I don't like a crowd customarily. Over a hundred people were there in Griffith Park to celebrate Lamont. Perhaps, I recognized a dozen there.

Therefore, I sat with my family in the beginning. Everyone brought a meal for themselves to the picnic [~open-air feast]. We ate pizza. Layne and I drank "Babycham"-- "the happiest drink in the world"-- from a white paper bag around the bottle. The label showed a small logo with a blonde pixie. She grinned broadly, riding a unicorn.

Soon, the police came to stop every one with wine around us. However, I had already gone off. I had seen the old zoo [~garden of animals] above the camping ground.

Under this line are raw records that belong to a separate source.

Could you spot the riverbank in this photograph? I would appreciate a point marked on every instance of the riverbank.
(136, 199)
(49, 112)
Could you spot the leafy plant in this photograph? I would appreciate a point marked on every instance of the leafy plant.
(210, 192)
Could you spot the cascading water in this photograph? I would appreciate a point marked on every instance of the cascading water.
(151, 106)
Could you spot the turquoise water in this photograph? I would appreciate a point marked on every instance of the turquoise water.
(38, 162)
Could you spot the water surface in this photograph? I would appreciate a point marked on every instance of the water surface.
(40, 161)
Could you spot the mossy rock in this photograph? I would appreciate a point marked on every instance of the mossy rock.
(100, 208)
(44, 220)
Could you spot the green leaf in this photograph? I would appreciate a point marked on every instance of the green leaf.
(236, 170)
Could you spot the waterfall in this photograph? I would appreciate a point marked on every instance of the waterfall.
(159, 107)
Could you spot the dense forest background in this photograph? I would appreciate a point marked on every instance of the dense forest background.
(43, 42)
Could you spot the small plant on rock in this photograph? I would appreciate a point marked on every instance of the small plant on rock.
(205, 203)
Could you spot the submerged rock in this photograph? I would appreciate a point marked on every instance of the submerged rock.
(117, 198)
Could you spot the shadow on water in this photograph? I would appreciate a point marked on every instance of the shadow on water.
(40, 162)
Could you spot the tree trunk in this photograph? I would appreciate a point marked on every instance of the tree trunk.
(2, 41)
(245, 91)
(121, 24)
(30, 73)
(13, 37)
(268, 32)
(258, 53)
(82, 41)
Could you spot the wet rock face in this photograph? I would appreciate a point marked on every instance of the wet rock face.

I never had seen this place until then. I had paid a visit to the park during my life often, of course. But, I had never found the sight all around me, near the party below.

Cages were constructed during the Great Depression. It was a public-works project there with the "WPA." There was a zoo between 1912 and 1965.

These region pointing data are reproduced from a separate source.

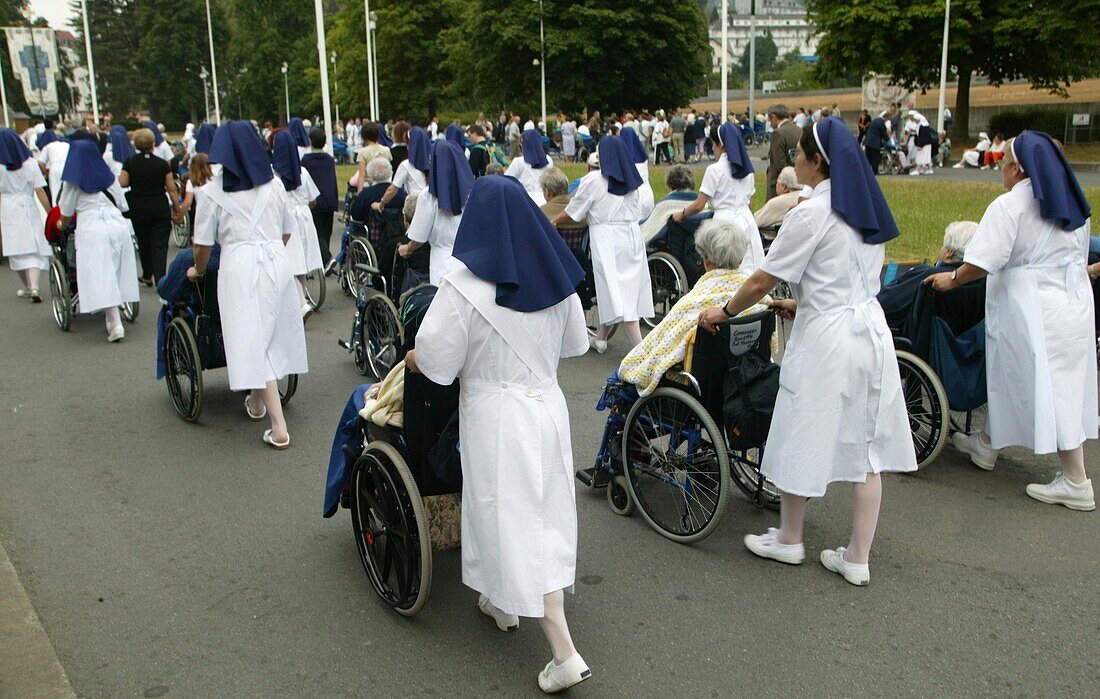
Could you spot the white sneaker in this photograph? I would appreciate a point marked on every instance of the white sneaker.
(504, 621)
(554, 678)
(856, 574)
(1060, 491)
(980, 455)
(767, 546)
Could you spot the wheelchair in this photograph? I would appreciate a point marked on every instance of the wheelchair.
(941, 360)
(672, 454)
(190, 341)
(65, 297)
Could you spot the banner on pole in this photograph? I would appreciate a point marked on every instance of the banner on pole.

I thought about the handiwork from a group of unemployed [~uncared for, unlooked after] and their old materials of sturdy metal. People out of regular work made strong cages there, little by little. They stand today amidst total desolation.

Under shade, bears heard the freeway built. Under dust, macaws cried out before watching boys like myself long ago. In the growing dusk, tigers listened to people going away to other homes.

I returned back to the party on the edge of the old zoo. Urchins played on the grass. My two sons stood talking with their oldest friends more quietly beyond the toddlers and their teacher, Lamont.

Ghriangraf/ Photo: "Cás". Sean Sú na gCathair na Áingeal/ "Cage," Old LA Zoo. Flickr, le/by Matt Logelin.

4 comments:

Bo said...

Babycham?!

Fionnchú said...

I know. Let me explain. My wife likes cider. There's about five different varieties at the BevMo superstore. I imagine twenty types would be at your off-licence, but then, sadly, trips to markets in Ulster and the rest of Ireland have revealed far less variety when it came to beer on sale vs. what my hopes had been raised for.

Magners from Ireland, Wyler's from Canada, lethal Strongbow, Woodpecker, Theakston's, Babycham, and a couple California ones: that's it. I got her a bottle of any she had not yet tried to sample to find her favorites. So, we are drinking up this small stash, and it was the turn for the one I recalled mentioned from a song by the Jam way back in college. Pear cider, I find from the one called Ace in California, has a pleasant tang that balances the sometimes too-tinny taste of apple varieties. Obviously Babycham's kind of a wussy choice, but the cheery slogan and anthropomorhic-mythic logo (I have an affection for such advertising) convinced me to quaff it; it's the same as the others sampled, so far, in quality. Cheers!

vilges suola said...

I haven't had a Babycham since I was about ten. It comes in tiny bottles here. The bit about the police - is it illegal to drink in public? Is there an LA Anti-Babycham Squad?

Fionnchú said...

"Drinking on the sidewalk, the beach, in a park, or any other public space is prohibited by law, and you will be fined if caught." So DKTravel.com puts it succinctly--probably with an eye to you Brits-- re: L.A. Our bottle was 500 ml, and it did label English origin. Lucky I cleared out before the Prohibition coppers' latest raid.